Richard s'inscrit dans la tétralogie comme un acteur doué prêt à jouer tous les rôles nécessaires pour atteindre son but, la couronne d'Angleterre. Son assimilation de certaines des conventions propres au Vice lui vaut l'association au paria de la Bible à plusieurs occasions : non seulement sur le plan moral acquiert-il une réputation démoniaque, mais sur le plan politique le nouveau "chien" de la scène européenne s'appelle Machiavel , et notre personnage shakespearien se vante de connaître davantage de ruses que lui (Richard Duke of York, 3. 2. 193). La conjonction de Protée et de Machiavel est significative : le personnage de Richard III indique clairement la transgression des pratiques d'auteurs humanistes qui puisent dans les répertoires des classiques afin de présenter des paradigmes idéaux de la vertu. Richard diffère du Vice de la convention traditionnelle en ce qu'il est, pendant un certain temps, motivé par l'ambition. Le Vice-personnage de la pièce morale s'efforce de malmener le genre humain pour le simple plaisir de propager le mal alors que les vilains de Shakespeare cherchent à se promouvoir en faisant du mal à autrui.
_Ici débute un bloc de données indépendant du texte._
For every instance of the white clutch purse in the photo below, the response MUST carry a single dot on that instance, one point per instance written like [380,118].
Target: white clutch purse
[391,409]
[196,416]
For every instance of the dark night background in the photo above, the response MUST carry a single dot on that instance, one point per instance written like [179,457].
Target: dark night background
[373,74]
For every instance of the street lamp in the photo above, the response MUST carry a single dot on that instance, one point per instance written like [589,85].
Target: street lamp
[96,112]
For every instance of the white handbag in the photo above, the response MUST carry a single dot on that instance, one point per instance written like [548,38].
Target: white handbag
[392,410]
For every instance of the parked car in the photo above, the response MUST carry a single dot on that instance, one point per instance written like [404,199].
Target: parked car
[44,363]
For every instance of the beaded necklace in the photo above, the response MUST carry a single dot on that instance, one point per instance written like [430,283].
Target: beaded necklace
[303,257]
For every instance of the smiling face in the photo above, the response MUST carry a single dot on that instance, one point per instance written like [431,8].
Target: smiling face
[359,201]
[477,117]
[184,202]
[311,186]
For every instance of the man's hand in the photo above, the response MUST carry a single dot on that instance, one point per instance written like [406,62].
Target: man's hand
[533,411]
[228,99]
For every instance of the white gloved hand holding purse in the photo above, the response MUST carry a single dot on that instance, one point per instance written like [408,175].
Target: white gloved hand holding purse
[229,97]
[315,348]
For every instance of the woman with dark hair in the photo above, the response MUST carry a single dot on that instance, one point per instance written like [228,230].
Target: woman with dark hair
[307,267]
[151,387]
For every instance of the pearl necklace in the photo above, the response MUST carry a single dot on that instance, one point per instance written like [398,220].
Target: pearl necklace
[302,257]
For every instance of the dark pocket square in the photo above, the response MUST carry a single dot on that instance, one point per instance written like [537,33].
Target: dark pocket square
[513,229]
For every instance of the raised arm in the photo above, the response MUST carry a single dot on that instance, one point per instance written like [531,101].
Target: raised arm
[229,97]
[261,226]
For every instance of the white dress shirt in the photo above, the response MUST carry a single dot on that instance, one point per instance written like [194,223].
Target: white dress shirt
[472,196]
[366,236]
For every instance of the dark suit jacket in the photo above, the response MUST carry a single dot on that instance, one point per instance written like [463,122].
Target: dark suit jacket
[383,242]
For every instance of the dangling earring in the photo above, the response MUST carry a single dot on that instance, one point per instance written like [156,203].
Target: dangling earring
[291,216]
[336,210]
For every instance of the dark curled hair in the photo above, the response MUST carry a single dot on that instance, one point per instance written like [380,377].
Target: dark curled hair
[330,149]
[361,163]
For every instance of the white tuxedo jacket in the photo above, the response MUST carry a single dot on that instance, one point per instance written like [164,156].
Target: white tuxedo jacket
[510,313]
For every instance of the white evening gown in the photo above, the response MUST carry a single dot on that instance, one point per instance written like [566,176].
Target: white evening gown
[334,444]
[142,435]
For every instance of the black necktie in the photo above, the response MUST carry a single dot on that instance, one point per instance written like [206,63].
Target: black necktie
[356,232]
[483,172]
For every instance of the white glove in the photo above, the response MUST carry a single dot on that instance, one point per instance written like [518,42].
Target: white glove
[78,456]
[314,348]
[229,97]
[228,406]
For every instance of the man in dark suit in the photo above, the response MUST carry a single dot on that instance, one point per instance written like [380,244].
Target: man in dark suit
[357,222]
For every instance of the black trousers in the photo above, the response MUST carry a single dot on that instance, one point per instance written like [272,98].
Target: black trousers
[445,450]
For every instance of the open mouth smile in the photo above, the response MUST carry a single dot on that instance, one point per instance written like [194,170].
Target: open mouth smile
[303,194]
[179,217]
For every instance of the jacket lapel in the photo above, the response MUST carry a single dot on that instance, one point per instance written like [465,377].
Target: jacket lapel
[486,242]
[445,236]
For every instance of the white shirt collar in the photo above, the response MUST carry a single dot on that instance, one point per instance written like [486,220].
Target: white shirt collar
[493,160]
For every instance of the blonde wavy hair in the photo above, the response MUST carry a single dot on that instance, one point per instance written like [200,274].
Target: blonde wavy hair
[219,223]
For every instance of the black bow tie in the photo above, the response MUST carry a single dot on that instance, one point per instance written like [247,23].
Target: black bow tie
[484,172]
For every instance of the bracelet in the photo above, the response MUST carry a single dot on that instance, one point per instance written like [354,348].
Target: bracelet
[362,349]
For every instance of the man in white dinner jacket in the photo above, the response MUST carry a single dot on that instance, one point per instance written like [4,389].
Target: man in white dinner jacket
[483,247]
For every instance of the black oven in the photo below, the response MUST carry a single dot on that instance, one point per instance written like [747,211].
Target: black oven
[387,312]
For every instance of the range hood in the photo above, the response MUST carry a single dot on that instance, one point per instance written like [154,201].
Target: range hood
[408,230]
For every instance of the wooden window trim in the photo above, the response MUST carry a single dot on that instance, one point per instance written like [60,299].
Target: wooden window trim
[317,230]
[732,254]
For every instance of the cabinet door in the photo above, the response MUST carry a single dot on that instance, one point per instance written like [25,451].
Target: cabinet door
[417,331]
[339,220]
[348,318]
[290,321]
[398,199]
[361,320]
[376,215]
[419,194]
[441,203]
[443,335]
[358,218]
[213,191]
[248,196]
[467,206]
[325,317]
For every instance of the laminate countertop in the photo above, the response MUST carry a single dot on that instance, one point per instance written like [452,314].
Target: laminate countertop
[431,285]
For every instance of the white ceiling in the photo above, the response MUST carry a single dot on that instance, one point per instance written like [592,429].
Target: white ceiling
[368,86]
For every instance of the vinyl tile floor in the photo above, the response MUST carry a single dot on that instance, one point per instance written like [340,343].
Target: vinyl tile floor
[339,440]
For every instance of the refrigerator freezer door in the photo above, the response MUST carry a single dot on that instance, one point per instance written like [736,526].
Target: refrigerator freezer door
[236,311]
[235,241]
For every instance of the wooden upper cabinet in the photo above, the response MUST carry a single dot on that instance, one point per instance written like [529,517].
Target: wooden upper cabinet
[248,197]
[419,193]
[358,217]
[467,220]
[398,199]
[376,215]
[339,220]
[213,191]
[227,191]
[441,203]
En cela ils sont plus humanisés. Bien que Richard III soit fortement amusé par ses tours de force, il n'échappe pas à la crise de conscience, momentanée mais authentique. Celle-ci est constamment feinte par le Vice de l'aire de jeu conventionnel qui fait de la souffrance humaine le prétexte pour un jeu grotesque d'ostentation dans lequel les fausses larmes se substituent à tout acte de contrition. Ambidexter , le Vice de Cambyses , fait preuve du manque de remords caractéristique de tant de Vice-personnages tout au long de la pièce et plus particulièrement pendant la période de deuil en l'honneur de la reine défunte : la notion de souffrance humaine est tournée en dérision et parodiée irrespectueusement :

‘AMBIDEXTER :
Ah, ah, ah, ah ! I cannot choose but weep for the queen !
Nothing but mourning now at the court there is seen.
Oh, oh, my heart, my heart ! Oh, my bum will break !
Very grief so torments me that scarce can I speak.
Who could but weep for the loss of such a lady ?
That cannot I do, I swear by mine honesty.
(Cambyses , v. 1126-1131)’

Bernard Spivack 205 met l'accent sur l'aspect archaïque du personnage de Richard III et maintient que Shakespeare exploite la méthode épisodique des moralités pour permettre à Richard de faire des démonstrations à répétition de son talent comme subtil dissimulateur. Richard souffre d'une crise de conscience certes, mais cette crise est courte et fait ressortir combien son humeur est changeante, alternant comme les gyrovagi et son ancêtre le Vice . Sa dextérité à passer des larmes au rire illustre cette inconstance qui fait partie des traits conventionnels associés au personnage du Vice. Richard III surpasse ses comparses dans l'art de faire couler les larmes.

Notes
205.

Spivack , Shakespeare and the Allegory, p. 403.